Jamaica has appointed a special "fact finding team" to investigate working conditions of Jamaicans employed on Canadian farms, after workers in Ontario last month claimed of "seismic" levels of exploitation.
In a statement on Thurs., Jamaica's Minister of Labour and Social Security Karl Samuda said a six-person team would travel to Canada to observe conditions and "provide a report to the Minister".
The Canadian govt. has sat idle watching this human rights disaster unfold. Nobody should be abused and forced into unsafe living and working conditions. With staggering numbers of injuries and deaths, coupled with the lack of rights given to them, it's time the govt. offers these workers permanent resident status.

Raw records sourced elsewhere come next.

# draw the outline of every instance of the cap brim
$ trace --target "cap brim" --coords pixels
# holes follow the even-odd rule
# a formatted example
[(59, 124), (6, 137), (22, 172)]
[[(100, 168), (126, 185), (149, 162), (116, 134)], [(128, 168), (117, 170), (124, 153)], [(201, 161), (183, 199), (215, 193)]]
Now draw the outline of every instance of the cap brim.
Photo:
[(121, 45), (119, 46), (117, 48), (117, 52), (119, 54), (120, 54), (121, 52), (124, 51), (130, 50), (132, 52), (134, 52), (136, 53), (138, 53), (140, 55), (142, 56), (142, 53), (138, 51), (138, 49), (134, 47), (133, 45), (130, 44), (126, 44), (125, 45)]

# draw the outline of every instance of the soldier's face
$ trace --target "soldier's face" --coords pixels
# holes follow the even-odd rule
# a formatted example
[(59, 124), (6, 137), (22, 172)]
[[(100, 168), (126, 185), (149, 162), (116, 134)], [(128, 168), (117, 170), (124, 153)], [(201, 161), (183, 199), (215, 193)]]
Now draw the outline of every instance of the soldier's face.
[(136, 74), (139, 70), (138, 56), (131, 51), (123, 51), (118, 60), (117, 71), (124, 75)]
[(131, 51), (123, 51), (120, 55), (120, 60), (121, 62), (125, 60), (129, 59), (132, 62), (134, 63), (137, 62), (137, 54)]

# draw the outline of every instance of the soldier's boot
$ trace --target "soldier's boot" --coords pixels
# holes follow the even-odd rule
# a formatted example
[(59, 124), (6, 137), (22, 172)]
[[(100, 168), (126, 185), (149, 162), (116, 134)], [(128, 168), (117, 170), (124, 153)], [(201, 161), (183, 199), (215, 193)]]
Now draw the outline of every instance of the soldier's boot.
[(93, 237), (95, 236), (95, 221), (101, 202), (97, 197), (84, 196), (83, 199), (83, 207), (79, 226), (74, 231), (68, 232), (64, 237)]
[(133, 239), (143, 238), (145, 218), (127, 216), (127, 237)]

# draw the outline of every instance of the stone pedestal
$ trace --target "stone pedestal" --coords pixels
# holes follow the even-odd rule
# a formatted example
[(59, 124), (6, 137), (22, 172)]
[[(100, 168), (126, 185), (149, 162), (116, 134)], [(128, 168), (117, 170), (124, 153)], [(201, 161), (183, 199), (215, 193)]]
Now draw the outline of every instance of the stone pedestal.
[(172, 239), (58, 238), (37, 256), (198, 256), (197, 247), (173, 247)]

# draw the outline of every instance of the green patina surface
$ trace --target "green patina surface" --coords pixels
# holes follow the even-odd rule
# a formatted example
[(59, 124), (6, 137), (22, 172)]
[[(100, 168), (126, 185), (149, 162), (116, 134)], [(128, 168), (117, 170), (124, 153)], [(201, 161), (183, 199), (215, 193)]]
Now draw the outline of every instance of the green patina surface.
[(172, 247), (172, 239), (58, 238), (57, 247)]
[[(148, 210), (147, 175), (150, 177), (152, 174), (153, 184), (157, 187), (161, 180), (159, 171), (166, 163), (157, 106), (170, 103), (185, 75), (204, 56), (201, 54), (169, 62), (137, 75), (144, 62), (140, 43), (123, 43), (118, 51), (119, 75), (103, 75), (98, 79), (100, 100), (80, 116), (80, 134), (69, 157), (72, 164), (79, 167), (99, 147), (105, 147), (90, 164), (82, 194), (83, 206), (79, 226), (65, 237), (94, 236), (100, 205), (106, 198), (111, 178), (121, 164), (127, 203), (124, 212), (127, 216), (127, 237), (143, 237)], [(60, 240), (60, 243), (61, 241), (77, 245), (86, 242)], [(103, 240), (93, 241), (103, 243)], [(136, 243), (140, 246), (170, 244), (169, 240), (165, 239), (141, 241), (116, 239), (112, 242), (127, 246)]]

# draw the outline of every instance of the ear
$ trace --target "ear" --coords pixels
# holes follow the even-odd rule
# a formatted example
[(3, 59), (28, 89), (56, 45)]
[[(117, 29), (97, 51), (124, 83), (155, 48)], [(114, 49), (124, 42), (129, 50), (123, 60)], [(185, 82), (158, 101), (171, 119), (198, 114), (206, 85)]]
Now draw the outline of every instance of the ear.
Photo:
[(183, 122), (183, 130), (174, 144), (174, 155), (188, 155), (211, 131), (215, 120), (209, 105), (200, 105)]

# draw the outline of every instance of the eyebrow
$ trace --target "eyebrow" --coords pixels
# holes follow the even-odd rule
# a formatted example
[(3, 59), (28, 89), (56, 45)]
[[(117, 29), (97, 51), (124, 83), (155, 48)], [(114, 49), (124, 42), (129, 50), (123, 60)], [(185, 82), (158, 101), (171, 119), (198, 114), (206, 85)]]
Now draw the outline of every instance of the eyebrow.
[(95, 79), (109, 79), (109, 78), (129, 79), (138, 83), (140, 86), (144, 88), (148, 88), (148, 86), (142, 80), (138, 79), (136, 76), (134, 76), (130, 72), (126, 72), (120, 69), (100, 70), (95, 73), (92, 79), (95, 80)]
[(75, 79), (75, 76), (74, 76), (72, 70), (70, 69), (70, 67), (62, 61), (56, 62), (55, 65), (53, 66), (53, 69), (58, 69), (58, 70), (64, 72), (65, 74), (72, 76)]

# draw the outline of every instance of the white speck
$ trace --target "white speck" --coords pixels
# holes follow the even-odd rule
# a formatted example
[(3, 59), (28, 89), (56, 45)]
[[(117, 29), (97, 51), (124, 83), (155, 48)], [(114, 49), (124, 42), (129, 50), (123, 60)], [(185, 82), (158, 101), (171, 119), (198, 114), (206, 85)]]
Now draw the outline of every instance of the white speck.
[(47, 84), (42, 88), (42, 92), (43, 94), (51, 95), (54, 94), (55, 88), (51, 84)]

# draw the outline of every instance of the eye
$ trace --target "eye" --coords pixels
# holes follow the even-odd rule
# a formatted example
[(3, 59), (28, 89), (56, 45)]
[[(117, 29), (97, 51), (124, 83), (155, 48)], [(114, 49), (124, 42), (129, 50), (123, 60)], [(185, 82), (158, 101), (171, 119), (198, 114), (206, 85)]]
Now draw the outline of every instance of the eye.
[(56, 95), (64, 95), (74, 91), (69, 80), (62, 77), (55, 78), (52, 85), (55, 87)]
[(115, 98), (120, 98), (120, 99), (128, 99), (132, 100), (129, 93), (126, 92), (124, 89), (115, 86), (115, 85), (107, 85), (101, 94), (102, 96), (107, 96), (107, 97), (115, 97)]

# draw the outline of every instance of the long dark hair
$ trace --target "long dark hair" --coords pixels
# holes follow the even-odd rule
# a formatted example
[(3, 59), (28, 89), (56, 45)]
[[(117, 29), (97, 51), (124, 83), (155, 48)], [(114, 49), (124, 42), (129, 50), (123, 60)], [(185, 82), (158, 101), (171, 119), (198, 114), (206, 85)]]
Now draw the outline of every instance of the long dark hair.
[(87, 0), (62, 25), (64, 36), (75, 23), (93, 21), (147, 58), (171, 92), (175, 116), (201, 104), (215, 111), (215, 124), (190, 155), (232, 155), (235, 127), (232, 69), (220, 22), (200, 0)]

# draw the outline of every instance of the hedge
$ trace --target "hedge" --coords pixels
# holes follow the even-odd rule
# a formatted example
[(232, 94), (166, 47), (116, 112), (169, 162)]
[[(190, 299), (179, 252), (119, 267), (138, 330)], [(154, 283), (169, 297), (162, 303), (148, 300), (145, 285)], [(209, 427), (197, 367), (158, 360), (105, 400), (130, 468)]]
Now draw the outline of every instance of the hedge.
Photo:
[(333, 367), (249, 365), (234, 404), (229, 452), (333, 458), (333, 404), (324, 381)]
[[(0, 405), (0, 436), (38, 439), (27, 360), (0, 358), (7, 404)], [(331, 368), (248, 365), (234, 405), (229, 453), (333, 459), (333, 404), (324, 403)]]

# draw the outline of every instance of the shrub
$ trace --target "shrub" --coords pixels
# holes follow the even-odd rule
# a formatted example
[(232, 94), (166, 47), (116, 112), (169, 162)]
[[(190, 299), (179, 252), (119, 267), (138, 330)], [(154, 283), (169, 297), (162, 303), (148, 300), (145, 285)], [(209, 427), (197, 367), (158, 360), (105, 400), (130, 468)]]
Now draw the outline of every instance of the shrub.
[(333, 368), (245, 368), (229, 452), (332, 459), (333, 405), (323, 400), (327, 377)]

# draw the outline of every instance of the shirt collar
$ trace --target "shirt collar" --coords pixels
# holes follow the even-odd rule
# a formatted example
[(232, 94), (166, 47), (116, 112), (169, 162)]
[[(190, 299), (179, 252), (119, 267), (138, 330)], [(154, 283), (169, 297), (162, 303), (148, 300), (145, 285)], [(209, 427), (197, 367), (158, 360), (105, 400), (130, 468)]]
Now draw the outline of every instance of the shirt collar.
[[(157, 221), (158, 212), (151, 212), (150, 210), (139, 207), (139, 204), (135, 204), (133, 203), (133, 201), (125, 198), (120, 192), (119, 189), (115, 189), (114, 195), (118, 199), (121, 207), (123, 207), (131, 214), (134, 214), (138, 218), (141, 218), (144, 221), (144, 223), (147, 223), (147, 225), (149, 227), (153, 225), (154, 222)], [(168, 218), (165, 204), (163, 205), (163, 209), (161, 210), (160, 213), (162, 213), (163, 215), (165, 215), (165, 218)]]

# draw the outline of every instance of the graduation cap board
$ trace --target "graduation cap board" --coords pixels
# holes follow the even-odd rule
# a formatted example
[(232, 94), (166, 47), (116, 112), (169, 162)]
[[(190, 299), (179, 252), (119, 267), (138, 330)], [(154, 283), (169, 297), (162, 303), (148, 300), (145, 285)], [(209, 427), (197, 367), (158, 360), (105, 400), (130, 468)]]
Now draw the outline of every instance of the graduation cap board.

Any reports of abuse on certain Canadian farms should be investigated and brought to an end, but the cases are far and few between. Canada's migrant worker programs offer the same rights and privileges to foreign workers as are given to citizens, and most employers follow the law and treat their employees with dignity - those who don't should be shut down and prosecuted.
While Canada must do more, this issue isn't Canada's alone: Jamaica's Ministry of Labor - which has liaised with this program - is also responsible for the well-being of the workers, whose calls for action they've so far ignored. Their recent trip to Canada's farms did nothing to address the concerns brought forward in the letter, but merely offered empty words of encouragement.